Fourth, in the matter of garment exports, levy of an excise duty on garments will lead to an increase in the rate of drawback. It seldom happens (in fact, never) that (a) the increase in rate of drawback will fully neutralise the excise duty on garment; and (b) there is a perfect timing between the increase in drawback rate and levy of excise duty; consequently, exports will suffer in the intervening period. On the other hand, going by past experience, government is more inclined to lower drawback rates than increase them. Exports therefore will likely be the firstcasualty by levy of excise duty on garments. Even if Modvat is extended to garments, there will still be an uncovered portion of fabric excise duty which will have to be neutralised by higher drawback on garments. Fifth, excise duty on garments will increase the price of garments in the domestic market. With the current increase in prices of foodgrains and overall increase in prices of consumer goods, excise duty on garments will be one more burden on the consumer. Sixth, the increase in price of garments will affect not only outerwear but also innerwear which is popular with rural folk. Thus, the levy of excise duty an garments will hit the poorest of the poor which surely, is not the intention of government. Seventh, excise duty on garments will increase the price of accessories, like dupattas, stoles, shawls, ties , etc. , a large quantity of which is used by rural women folk, thus taxing the poor further. Eight, levy of excise duty on only five per cent of the garment industry which is in the organisedsector is unethical since it leave 95 per cent of the industry untouched and consequently increases the burden is administratively not feasible for the same reasons as in the case of the unorganised textile sector; in fact, the administration is far more difficult in the case of the garment industry due to its dispersion as well as due to various operations involved and the purchase of buttons, zip fasteners, hooks and the like from manufacturers of such attachments.

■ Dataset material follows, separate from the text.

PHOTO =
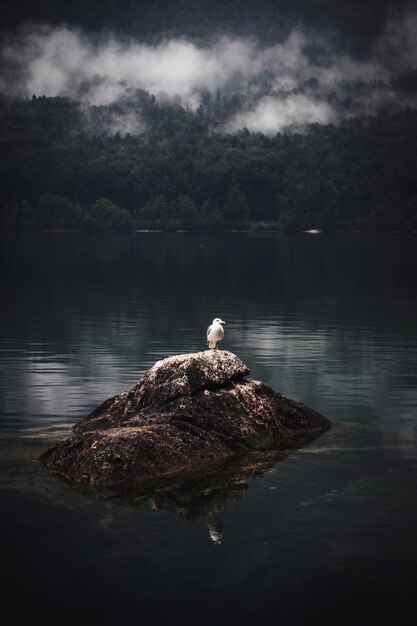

Ninth, in the event of market resistance arising out of increase in the price of garments due to excise levy, the initial casualty in the domestic market will be manufacturers of attachments which, in turn, will spread to the unorganised sector of the industry to closures and massive unemployment.In brief therefore, levy of excise duty on garments will be administratively difficult due to the large unorganised sector or jobbers, manufacturers of attachments / accessories and will lead to:

Fall in exports due to increase in drawback rates notfully neutralising the excise duty on garments. Increase in domestic price of garments adding to the burden on the consumer. Market resistance due to higher price leading to cut-back in production by jobbers, manufacturers of attachments / accessories, giving rise to closures and unemployment on a large scale. Consequently, levy of excise duty should be looked upon by government not only as a means of revenue but also from the social support that this industry offers to various strata and sections of the population. It would be in the overall interest of the government to leave this cottage industry untouched insofar as excise levy on garments in concerned, so as to enable the industry to continue to fulfil its social objectives, enable it to supply garments to the domestic sector as economically as possible, maintain and increase employment opportunities, and earn foreign exchange for the country.